Niech jeszcze i to...
"27 października, wieczór
Znowu to samo, znowu wpadłam w depresję czarną jak noc i kot czarownicy. Dzień miałam koszmarny. Najpierw kot wykręcił mi numer, potem wykręcił kota ogonem, potem dowiedziałam się, że żyłam iluzją, wierząc w przyzwoitość mojej figury (po powrocie do domu obejrzałam się dokładnie w lustrze i natychmiast z nerwów zjadłam pół czekolady - jeden pośladek niebezpiecznie się rozrósł, a drugi zwiotczał: DLACZEGO?!!!). Na koniec, ostoja moja, Miśka, kobieta sukcesu bez faceta, ostoją być przestała. Ma chłopaka, i to wielkiego Edka.
Co ze mną? Może zadzwonię do tej agencji matrymonialnej zapytać, czy nikt się nie zgłosił. Nie, tak nisko nie upadłam".

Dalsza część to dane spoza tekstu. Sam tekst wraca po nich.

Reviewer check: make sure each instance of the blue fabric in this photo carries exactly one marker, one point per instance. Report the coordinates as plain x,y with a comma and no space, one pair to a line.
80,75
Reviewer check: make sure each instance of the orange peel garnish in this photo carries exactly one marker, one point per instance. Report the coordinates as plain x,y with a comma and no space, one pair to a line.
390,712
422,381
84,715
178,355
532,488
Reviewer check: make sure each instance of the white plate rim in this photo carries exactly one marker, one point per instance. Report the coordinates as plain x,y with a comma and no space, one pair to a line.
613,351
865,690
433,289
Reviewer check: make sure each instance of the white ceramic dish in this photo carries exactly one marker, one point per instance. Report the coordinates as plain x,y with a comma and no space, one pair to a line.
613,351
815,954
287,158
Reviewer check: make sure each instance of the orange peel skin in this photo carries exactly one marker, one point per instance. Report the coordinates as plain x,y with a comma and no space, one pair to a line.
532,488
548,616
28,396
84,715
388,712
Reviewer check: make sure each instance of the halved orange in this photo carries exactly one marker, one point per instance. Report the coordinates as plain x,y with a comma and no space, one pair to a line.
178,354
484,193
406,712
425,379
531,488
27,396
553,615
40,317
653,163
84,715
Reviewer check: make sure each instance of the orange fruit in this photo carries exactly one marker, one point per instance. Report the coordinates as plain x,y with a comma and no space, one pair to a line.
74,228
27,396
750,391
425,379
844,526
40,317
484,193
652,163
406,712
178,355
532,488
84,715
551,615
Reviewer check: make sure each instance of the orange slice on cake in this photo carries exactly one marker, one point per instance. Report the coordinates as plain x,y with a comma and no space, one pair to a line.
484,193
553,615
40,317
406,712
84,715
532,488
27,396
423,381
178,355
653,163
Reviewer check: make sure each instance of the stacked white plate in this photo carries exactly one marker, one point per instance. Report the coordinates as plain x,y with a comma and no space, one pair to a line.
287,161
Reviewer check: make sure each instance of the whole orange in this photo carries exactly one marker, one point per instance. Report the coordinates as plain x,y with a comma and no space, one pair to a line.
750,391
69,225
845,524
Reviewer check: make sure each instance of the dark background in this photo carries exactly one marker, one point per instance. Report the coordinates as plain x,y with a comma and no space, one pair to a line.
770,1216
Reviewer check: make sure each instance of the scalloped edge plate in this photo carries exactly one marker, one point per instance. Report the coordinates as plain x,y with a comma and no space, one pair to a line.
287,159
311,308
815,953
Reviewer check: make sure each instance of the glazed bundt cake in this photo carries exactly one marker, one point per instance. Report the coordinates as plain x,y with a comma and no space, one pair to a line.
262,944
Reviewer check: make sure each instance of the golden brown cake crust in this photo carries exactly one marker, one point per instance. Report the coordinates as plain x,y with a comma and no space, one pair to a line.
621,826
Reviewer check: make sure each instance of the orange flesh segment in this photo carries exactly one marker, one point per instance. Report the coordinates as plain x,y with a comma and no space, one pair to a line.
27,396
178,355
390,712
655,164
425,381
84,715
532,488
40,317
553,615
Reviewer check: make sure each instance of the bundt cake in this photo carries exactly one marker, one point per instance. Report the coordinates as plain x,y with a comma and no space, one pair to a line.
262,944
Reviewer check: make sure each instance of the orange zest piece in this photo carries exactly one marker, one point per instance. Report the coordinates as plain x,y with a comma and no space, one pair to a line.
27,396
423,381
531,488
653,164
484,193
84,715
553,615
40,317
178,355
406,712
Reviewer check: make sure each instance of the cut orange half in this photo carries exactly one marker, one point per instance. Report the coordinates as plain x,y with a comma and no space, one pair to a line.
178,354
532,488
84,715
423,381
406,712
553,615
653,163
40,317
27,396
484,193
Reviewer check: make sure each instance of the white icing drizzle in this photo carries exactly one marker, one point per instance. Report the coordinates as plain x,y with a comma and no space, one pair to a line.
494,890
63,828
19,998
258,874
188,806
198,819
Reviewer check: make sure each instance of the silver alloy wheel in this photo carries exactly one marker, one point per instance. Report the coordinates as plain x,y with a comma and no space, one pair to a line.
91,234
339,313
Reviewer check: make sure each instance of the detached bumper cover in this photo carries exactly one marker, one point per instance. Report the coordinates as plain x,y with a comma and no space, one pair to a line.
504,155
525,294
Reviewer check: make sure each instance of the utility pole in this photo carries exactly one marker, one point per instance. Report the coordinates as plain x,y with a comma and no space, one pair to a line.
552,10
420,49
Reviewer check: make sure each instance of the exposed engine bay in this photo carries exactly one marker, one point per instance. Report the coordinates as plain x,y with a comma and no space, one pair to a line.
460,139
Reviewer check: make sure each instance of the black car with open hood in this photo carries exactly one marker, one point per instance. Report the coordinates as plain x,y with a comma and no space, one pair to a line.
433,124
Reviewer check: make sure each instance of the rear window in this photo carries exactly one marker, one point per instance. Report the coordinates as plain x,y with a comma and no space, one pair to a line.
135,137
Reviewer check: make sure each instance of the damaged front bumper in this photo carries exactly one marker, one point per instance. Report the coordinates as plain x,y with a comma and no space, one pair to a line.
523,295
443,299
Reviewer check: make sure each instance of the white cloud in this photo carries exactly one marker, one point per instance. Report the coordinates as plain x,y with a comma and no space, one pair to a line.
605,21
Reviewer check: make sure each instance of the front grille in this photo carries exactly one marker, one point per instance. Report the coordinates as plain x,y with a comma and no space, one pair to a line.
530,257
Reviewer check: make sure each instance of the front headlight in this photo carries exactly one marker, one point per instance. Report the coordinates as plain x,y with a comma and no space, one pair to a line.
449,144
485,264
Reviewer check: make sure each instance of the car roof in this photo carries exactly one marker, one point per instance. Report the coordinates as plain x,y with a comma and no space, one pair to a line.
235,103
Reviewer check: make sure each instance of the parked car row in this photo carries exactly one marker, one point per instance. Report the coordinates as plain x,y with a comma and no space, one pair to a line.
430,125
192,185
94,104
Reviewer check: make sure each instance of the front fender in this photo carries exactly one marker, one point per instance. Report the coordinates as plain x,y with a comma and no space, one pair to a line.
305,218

- Halo! Tu Helena z klubu Ambrozja. Podobno pani dzwoniła. Bardzo dobrze się składa, bo mam dla pani kandydata. Pamięta pani tego przystojnego bruneta w krawacie w prążki.
- Tego kucharza z Jawy?
- O, tamten już dawno poszedł pod młotek. Nie. Chodzi o tego miłego chłopca z Powiśla. Bardzo mu pani odpowiada. On też myśli poważnie o życiu. Prosił, żebym państwa umówiła. Kiedy pani może?
O, matko! Nie pamiętałam żadnego chłopca z Powiśla. Chyba go przeoczyłam.
- Może być jutro! - powiedziałam drżącym głosem i chyba się zarumieniłam. - A gdzie?
- Kolega proponuje Kolumnę Zygmunta, godzina dwudziesta. Odpowiada to pani?
- Dobrze, dwudziesta, dziękuję - odpowiedziałam niepewnie. Kolumna Zygmunta. Niebezpiecznie.
W pobliżu mieszka połowa moich znajomych.
- To dobranoc, udanego spotkania.
- Halo, chwileczkę, ale jak ja go poznam?
- Niech pani to jemu zostawi. Już on panią wypatrzy.